Following Doc Holliday's death in Colorado, Mary Katherine Horony married Irish blacksmith George Cummings in Aspen, on March 2, 1890. They moved to Bisbee, Arizona, where she briefly ran a bakery. After returning to Willcox, Arizona, in Cochise County, Cummings became an abusive alcoholic and they separated. In 1900, Mary Katherine moved to Cochise (which is now a ghost town) and worked for John and Lulu Rath, owners of the Cochise Hotel. Cummings committed suicide in Courtland, Arizona, in 1915.
In 1910, Mary Katherine is enumerated as having moved onto the Dos Cabezas, Arizona, homestead of miner John J. Howard. When Howard died in 1930, Mary Katherine was the executrix of his will. She contacted his only daughter who lived in Tempe, Arizona and settled the inheritance.
In 1931, now aged 80, Mary Katherine contacted her long-time friend, Arizona Governor George Hunt, and applied for admittance for the Arizona Pioneers' Home in Prescott, Arizona.

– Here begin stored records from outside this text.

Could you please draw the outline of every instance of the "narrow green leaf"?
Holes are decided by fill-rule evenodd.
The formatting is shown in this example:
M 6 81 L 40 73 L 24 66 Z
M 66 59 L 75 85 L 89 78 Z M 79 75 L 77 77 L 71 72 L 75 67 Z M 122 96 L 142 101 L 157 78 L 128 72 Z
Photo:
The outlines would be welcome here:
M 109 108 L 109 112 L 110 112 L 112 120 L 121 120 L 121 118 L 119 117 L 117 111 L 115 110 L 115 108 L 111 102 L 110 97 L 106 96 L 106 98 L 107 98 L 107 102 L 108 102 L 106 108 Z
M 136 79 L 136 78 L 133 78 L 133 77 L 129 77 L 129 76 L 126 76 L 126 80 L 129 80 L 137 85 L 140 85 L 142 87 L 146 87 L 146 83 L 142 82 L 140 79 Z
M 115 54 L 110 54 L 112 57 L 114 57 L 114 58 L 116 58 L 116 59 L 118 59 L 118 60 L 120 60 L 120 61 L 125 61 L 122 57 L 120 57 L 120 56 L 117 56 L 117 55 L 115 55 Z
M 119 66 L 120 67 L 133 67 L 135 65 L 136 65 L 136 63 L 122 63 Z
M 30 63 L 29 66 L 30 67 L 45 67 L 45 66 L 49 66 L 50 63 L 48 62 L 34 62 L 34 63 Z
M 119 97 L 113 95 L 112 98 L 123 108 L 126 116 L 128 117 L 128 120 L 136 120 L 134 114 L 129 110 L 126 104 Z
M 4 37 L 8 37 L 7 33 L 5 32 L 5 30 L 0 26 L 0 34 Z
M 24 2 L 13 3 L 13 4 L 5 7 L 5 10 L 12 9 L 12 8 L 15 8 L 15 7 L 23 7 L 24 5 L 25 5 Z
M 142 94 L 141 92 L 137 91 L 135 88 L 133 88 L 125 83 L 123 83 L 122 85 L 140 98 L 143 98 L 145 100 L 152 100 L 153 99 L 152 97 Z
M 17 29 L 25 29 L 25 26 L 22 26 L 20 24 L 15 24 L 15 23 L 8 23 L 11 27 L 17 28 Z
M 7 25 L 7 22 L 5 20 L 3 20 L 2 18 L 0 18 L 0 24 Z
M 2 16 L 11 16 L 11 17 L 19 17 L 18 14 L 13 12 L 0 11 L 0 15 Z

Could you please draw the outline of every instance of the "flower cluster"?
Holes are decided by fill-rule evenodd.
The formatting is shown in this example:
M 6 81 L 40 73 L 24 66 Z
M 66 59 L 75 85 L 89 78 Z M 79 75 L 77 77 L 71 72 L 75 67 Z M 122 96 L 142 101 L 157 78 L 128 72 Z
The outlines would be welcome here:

In 1910, the home was established by the state of Arizona for destitute and ailing miners and male pioneers of the Arizona Territory. It took Kate six months to be admitted, since the home had a requirement that residents must be United States citizens. According to the 1935 Bork interview, Kate was owed money by the Howard estate but the amount owed was not enough to buy firewood through the winter as Kate had complained in her letters to the Governor.
She was granted admittance as one of the first female residents of the home. She lived there and had become a very outspoken resident assisting other residents with living comforts. Kate wrote many letters to the Arizona state legislature, and when she was not satisfied she would contact the state governor.
Death and discrepancy
Kate died on November 2, 1940, of acute myocardial insufficiency, a condition she showed symptoms of for one day prior to her death. Her death certificate states that she also suffered from coronary artery disease and advanced arteriosclerosis. Kate's death certificate showed significant discrepancies regarding her parents names and her stated birthplace. While history has always stated Kate was born in Hungary, her death certificate states she was born in Davenport, Iowa, to father Marchal H. Michael and mother Catherine Baldwin. The birthplaces for both parents on the certificate state "unknown".
Near the end of her life, several reporters had tried to record Kate's past life story of her relationship with Doc Holliday and her time in Tombstone. She only allotted time, however, to two authors: Anton Mazzonovich and Prescott historian, Dr. A.W. Bork.
Kate was buried on November 6, 1940, under the name of "Mary K. Cummings" below a modest marker in The Arizona Pioneer Home Cemetery, Prescott, Arizona.